セルフ・ネグレクトに陥るきっかけはいろいろあるが、高齢者の場合は認知症が大きな要因だという。
岸恵美子帝京大教授(地域看護学)らの研究グループが09年12月~10年1月、地域介護の拠点である全国の地域包括支援センター4038カ所に調査票を送り、1046カ所(26%)から回答を得た。
生活上当然すべき行為をせず、安全や健康が脅かされる状態をセルフネグレクトと定義し、65歳以上の人のケースを尋ねたところ、499カ所のセンターで計1528人だった。ホームレスは除いた。

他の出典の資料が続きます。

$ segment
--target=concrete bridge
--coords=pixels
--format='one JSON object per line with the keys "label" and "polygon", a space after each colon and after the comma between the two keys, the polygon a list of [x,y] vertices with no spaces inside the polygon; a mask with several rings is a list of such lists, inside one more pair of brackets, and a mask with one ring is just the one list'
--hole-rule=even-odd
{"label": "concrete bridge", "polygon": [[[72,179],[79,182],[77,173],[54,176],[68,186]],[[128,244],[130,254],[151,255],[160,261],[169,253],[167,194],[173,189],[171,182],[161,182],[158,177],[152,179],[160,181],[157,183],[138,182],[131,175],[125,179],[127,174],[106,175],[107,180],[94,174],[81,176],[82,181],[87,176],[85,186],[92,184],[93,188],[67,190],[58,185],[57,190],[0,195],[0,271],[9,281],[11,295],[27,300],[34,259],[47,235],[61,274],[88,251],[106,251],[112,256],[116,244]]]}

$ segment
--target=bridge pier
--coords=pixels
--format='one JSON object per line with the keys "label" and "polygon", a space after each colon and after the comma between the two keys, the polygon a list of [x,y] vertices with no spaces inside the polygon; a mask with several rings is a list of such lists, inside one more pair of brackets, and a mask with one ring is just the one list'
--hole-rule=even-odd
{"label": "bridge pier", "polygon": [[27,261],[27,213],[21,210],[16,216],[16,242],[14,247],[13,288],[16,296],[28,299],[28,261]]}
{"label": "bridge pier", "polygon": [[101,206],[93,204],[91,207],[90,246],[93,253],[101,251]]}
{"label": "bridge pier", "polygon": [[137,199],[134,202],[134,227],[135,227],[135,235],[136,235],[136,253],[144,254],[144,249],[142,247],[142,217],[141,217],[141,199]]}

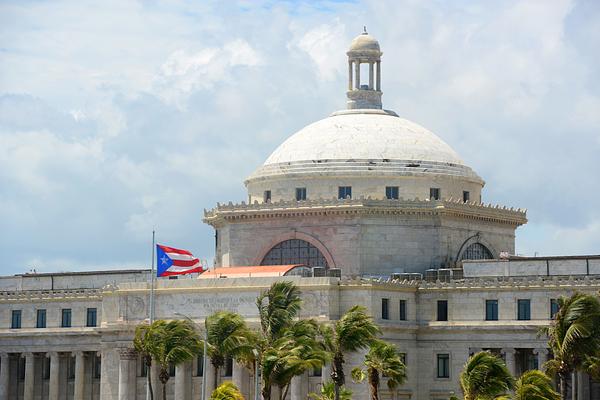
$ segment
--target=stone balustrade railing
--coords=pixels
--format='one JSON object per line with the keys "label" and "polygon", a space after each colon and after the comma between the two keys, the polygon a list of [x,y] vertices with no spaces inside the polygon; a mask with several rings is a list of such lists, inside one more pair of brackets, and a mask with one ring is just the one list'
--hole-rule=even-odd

詳しく書かれた846人を分析すると、男女ほぼ同数、80~84歳が26%と最も多い。68%が一人暮らしだが、21%は家族と同居。56%は介護保険の要介護認定を申請していない。経済状態に「余裕がある」「ややある」が計31%。20%が精神疾患、44%が糖尿病や高血圧など慢性の病気があった。
食べ物やごみ放置…セルフネグレクトの高齢者1500人
セルフ・ネグレクトが問題になるのは、、生活上すべき行為をしない、または、する能力がないことから、家の前や室内にゴミが散乱したり、極端に汚れた衣服を着ていることである。
結果として、地域や家族からも孤立し、ゴミ屋敷状態や孤立死にもつながっていく。
セルフ・ネグレクト高齢者は全国に約1万1千人いると推計されている(2009年度、内閣府の経済社会総合研究所の調査)。
一人で暮らす認知症のトシエさん(仮名・72歳)は認知症が進んでいたために自宅内でゴキブリが大量発生していても、近隣住民に苦情を訴えられることもなく、そのまま暮らし続けていた。発覚したのは介護サービスの利用を開始し、スタッフがトシエさんの暮らしぶりを垣間見るようになったからだった。だが、今後はどうするのか。核家族化や、隣近所の人たちとの関係が希薄になっていく社会で、“家の中”というブラックボックスで起きる異変に外から気がつくのは難しい。
「ゴミ屋敷」予備軍は1万超 今「セルフ・ネグレクト」が問題化
認知症との関連について、医師や弁護士ら専門家が実態調査に乗り出したというニュースがあった。
日本経済新聞11月17日
速やかな実態の解明に期待する。